Following strong opposition by NRA members reaching out to their lawmakers, House Bill 1091, to ban private transfers and make it harder to obtain a FOID, and House Bill 1092, to expand Illinois’ program of suspending Second Amendment rights without due process, have been re-referred to the House Rules Committee. The House Judiciary Committee previously heard these bills last week with very little notice.
House Amendment 1 to House Bill 1091, deceptively called the “Fix the FOID Act,” criminalizes private transfers of firearms from one FOID holder to another FOID holder, requires fingerprints for both new FOID applications and renewals, doubles the application fee of a FOID to $20 while halving the duration to five years, and increases the processing time for a FOID, among other things.
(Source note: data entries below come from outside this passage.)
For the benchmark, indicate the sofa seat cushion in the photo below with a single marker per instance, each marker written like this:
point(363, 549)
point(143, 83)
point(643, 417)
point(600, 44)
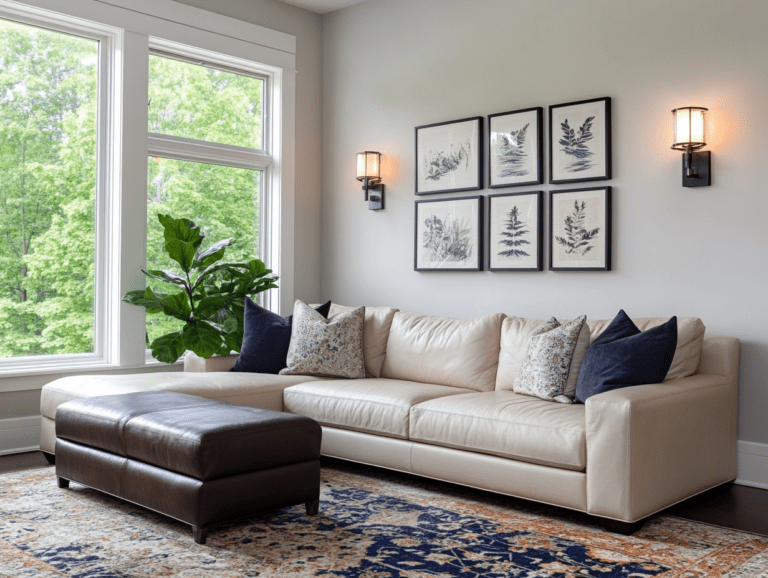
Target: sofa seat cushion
point(261, 390)
point(505, 424)
point(455, 352)
point(377, 405)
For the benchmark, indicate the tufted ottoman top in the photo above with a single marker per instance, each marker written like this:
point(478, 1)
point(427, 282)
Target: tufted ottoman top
point(200, 438)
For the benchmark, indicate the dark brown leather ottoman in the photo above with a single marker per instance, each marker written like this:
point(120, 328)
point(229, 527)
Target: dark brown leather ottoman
point(196, 460)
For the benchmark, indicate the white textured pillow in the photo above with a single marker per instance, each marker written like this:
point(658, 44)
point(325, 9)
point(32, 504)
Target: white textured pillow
point(329, 347)
point(547, 363)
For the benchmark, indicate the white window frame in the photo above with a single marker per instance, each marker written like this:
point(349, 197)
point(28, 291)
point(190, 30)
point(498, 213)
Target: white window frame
point(109, 39)
point(200, 151)
point(128, 29)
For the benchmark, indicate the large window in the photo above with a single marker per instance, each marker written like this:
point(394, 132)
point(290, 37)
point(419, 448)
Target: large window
point(48, 184)
point(196, 111)
point(109, 115)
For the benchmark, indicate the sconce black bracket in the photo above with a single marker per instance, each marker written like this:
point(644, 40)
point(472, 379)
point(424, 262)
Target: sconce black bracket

These proposals make it more expensive and difficult for law-abiding citizens to exercise their Second Amendment rights, while adding nothing of investigative value for law-enforcement. Current Illinois law already only allows FOID holders to conduct private transfers of firearms to other FOID holders, and state police already do background checks on FOID applicants.
House Amendment 1 to House Bill 1092 widens the definition of “family members” who can petition for an order that will cause an individual to have their constitutional right suspended, and their property seized. These “Firearm Restraining Orders” are issued following baseless accusations, and without a hearing or other opportunity for the respondent to be heard in court. This bill also expands the items to be seized, to include ammunition as well as firearm parts. This law attacking the right to due process should be repealed, not expanded.
A person subject to a suspension of a Constitutional right should be entitled to high evidentiary standards, an opportunity to be heard, and the right to face his or her accusers. Civil liberties advocates from across the political spectrum have expressed concerns about these “red flag” schemes and how the procedure may lead to abuses of the process, due to insufficient due process protections.